ちょうど名鉄のパノラマカーが到着して、乗客か降りてきたところ。まずまず思った通りに撮れて満足の1枚である。飯田線の旧型国電もきれいに塗装されて美しい。
カラー写真はまだネガフィルムを使っていたのだが、ここまで十分きれいに再現できるのは喜ばしい。


中部天竜機関区 中部天竜機関区
 

遠山森林鉄道は平岡からバスで40分ほどかかった。そんな場所に、東京から夜行日帰りで行ってきたのだから、かなりの強行スケジュールだった。
この写真はその帰り、中部天竜機関区を訪ねたときに撮ったもの。幸いなことに、公道からこんな写真が撮れた。
左は、旧湘南型の荷物車。クモニ83かな。そして、右の写真の左側にあるのは、お目当てのサエ9320。
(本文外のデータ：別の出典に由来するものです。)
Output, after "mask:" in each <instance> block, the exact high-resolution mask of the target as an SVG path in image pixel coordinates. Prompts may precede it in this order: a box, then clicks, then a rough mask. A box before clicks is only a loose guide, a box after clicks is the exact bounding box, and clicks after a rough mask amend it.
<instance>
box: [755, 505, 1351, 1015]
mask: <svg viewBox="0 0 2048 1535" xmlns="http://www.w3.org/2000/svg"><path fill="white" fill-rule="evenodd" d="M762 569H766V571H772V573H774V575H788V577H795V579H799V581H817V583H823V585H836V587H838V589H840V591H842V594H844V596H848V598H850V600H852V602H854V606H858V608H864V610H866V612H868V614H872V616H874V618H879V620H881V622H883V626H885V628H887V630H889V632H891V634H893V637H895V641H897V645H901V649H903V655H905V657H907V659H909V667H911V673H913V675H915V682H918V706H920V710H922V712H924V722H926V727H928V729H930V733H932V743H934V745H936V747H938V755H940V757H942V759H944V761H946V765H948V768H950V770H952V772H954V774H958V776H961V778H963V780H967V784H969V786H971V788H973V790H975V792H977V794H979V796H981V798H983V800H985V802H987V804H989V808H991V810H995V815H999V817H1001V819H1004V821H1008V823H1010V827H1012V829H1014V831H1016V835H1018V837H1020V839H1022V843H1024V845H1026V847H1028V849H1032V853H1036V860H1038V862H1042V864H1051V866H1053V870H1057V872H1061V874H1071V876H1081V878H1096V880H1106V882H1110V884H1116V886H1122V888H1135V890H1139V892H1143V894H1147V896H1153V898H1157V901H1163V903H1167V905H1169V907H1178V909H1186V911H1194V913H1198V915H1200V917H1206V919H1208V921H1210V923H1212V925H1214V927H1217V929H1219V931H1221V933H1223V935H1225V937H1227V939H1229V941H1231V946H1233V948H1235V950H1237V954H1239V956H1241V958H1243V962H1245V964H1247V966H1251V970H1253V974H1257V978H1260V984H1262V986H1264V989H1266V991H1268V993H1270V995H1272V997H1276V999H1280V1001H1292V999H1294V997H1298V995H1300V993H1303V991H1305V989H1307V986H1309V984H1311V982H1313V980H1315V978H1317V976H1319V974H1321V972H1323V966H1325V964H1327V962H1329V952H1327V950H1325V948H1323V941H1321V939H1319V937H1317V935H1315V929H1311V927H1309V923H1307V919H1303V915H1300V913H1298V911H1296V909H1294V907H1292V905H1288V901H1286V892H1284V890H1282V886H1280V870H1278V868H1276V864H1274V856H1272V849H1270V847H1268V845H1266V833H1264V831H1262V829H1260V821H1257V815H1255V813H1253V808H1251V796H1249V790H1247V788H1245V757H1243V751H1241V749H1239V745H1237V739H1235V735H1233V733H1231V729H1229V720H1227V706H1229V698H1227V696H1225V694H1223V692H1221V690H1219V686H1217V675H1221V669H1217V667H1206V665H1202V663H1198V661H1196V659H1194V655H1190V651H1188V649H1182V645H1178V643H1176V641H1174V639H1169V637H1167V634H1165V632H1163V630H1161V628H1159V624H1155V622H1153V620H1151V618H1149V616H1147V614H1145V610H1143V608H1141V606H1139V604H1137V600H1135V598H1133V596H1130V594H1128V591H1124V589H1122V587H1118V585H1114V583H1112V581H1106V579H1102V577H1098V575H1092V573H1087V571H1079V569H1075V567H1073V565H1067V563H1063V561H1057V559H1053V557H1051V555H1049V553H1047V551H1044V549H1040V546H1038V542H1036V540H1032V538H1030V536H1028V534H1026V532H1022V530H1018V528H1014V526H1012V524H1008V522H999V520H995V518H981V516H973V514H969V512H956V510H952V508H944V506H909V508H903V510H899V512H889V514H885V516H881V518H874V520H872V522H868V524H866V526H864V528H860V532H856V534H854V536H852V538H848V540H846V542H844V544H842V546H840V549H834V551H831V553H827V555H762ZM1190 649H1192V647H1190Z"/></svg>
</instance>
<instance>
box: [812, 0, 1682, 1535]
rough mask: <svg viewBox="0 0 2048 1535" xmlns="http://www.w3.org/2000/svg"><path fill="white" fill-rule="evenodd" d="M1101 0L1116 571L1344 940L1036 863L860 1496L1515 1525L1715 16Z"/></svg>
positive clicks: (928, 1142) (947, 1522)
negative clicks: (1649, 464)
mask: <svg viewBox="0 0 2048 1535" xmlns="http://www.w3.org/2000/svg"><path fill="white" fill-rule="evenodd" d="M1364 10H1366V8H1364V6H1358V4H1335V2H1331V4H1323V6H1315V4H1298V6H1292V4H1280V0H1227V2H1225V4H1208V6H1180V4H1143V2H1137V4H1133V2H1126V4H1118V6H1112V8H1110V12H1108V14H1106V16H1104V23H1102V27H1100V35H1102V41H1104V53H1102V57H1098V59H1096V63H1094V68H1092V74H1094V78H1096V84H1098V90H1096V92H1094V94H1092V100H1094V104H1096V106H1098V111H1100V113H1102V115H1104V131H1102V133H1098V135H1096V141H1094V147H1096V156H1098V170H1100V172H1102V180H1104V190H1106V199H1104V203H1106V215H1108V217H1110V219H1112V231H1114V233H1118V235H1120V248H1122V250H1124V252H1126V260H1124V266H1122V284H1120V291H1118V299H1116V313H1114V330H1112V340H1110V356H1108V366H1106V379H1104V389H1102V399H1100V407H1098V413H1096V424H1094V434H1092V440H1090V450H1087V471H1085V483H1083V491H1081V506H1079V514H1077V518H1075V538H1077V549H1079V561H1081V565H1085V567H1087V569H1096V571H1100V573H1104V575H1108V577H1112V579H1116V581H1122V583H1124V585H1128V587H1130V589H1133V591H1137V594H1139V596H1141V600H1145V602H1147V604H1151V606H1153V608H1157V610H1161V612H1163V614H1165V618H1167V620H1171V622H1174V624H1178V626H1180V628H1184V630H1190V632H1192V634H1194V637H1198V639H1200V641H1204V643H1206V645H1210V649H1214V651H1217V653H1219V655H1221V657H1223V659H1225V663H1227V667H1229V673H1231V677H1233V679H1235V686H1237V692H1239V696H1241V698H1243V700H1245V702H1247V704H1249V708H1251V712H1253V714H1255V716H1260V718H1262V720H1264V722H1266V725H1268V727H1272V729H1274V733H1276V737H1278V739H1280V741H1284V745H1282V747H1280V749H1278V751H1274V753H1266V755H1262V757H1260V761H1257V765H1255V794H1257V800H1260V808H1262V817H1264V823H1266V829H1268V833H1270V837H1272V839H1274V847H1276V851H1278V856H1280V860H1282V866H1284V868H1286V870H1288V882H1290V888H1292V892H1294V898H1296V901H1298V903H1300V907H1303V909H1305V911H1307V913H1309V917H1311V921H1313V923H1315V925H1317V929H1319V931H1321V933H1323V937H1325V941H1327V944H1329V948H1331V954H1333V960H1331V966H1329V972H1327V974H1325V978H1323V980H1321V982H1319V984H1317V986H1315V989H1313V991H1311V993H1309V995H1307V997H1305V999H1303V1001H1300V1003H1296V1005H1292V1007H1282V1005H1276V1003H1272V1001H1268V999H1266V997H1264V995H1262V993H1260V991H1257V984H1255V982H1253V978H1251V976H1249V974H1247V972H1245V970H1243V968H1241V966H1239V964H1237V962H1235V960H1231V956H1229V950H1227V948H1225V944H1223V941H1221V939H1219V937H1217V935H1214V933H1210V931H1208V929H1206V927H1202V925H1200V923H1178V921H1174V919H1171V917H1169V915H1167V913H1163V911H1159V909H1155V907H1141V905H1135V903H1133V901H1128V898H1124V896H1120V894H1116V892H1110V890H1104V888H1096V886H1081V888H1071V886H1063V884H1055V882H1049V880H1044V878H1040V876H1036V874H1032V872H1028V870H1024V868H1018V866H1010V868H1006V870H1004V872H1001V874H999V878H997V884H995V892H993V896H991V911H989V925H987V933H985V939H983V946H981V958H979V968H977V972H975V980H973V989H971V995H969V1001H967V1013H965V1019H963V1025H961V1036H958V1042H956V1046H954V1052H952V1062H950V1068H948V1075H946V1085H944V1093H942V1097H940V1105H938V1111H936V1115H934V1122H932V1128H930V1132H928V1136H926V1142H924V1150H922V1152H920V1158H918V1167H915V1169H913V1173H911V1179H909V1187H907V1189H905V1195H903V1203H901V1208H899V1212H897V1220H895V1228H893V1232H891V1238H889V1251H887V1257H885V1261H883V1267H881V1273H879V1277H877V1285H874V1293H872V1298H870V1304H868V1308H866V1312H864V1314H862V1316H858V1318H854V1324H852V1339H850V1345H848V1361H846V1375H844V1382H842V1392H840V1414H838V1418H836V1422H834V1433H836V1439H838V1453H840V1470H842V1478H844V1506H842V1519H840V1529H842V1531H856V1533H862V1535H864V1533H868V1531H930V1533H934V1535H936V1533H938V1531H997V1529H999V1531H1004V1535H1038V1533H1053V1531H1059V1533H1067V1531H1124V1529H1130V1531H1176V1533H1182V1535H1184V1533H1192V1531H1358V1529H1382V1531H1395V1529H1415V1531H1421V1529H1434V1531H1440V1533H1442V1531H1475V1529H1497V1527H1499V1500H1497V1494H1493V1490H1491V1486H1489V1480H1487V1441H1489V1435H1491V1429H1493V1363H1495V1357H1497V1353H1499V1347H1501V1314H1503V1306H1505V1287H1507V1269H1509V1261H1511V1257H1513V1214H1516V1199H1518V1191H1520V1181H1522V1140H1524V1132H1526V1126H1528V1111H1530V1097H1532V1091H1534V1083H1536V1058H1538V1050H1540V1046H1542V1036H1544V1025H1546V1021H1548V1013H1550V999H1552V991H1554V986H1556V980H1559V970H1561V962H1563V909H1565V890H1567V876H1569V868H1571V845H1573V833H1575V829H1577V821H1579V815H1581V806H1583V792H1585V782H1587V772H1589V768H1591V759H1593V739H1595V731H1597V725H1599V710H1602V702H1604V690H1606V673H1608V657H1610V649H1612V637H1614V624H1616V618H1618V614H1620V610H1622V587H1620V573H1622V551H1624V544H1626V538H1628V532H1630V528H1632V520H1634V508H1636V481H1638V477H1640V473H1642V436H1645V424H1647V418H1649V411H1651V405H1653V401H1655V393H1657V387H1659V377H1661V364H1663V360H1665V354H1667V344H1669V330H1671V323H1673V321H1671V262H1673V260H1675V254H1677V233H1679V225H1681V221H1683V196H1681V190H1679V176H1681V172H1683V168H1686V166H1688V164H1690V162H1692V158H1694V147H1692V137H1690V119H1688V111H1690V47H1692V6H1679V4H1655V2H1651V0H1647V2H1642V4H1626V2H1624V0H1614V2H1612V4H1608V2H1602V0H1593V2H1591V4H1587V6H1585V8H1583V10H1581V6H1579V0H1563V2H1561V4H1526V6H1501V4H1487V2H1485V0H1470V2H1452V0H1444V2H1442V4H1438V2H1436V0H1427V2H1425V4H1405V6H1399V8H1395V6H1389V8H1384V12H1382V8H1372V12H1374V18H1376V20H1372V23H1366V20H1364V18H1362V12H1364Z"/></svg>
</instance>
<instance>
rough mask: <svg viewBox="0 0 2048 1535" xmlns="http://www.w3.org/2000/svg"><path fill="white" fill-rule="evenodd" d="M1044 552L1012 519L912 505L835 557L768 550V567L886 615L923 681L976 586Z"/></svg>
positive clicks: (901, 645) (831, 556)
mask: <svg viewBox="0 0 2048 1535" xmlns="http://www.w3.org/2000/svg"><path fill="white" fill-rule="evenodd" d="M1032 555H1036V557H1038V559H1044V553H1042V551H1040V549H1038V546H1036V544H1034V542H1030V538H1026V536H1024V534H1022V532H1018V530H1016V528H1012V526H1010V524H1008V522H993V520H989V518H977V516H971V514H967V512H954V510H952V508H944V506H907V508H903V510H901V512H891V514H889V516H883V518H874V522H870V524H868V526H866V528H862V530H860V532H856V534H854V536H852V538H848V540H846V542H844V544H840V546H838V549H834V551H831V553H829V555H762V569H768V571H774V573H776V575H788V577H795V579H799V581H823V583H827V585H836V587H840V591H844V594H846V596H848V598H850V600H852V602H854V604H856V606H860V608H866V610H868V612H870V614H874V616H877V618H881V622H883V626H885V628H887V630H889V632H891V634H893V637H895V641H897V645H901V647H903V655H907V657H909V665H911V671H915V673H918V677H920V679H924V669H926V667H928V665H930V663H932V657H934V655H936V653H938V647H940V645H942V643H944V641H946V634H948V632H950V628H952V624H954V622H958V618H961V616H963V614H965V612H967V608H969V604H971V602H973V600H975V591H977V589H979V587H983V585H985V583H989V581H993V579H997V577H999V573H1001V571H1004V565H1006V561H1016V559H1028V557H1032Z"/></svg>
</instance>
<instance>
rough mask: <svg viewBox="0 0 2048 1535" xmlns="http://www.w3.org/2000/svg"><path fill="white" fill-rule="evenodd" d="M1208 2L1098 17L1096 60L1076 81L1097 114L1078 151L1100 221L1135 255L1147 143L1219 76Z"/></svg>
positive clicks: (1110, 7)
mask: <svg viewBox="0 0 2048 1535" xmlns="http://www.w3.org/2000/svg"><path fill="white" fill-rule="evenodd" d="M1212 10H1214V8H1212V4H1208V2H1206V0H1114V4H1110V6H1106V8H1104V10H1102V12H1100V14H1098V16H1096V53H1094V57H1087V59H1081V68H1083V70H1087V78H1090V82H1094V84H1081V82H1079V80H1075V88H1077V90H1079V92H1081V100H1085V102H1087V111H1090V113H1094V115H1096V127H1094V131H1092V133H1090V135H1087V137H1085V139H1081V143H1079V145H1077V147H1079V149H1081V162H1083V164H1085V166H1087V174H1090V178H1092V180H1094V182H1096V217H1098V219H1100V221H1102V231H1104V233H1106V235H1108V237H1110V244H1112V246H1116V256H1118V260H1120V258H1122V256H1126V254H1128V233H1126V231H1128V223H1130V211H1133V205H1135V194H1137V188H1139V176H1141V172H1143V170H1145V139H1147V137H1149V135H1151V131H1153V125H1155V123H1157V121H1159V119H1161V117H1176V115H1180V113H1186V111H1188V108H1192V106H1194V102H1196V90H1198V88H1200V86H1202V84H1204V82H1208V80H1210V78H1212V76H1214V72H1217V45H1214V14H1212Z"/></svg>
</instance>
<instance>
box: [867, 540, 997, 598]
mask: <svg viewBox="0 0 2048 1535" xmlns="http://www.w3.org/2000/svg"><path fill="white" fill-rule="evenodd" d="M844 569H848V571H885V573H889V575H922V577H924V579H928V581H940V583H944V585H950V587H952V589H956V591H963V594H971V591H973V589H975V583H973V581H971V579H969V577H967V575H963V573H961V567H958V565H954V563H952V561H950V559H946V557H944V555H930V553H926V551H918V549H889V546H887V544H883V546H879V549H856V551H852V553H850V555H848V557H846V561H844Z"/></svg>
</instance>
飯田線の前身の1つである伊那電気鉄道の生き残りだ。


中部天竜電車区のサエ9320 中部天竜電車区のサエ9320
 

サエ9320は微妙な位置に置かれていて、全体を入れて撮ろうとしても左の写真のように手前に電柱が入ってしまう。
もっとも、ネットにアップされている写真では、うまく電柱を避けているものがあるので、場所を工夫すればよかったのか? もしかすると、許可をとって機関区内に入れば、うまく撮れたのかもしれない。

ちなみに、上の2枚は二眼レフのリコーフレックスで撮った写真。このカメラにはモノクロフィルムを入れてあった。


東栄駅の流線型電車 東栄駅の流線型電車
 

帰路はカラーフィルムも尽きて、一眼レフのミノルタSR-1sにもモノクロフィルムが詰めてあった。
飯田線で豊橋に向かう途中、東栄駅で交換したのが、憧れの流線型52系である。戦前はスマートな姿で京阪神を快走していた電車である。
どこかですれ違わないかなと思っていたので、交換駅に停車するたびに待ち構えていたのが功を奏した。
編成の前後ともに張り上げ屋根の2次型であるが、不思議なことに前面の塗り分けが違っていた。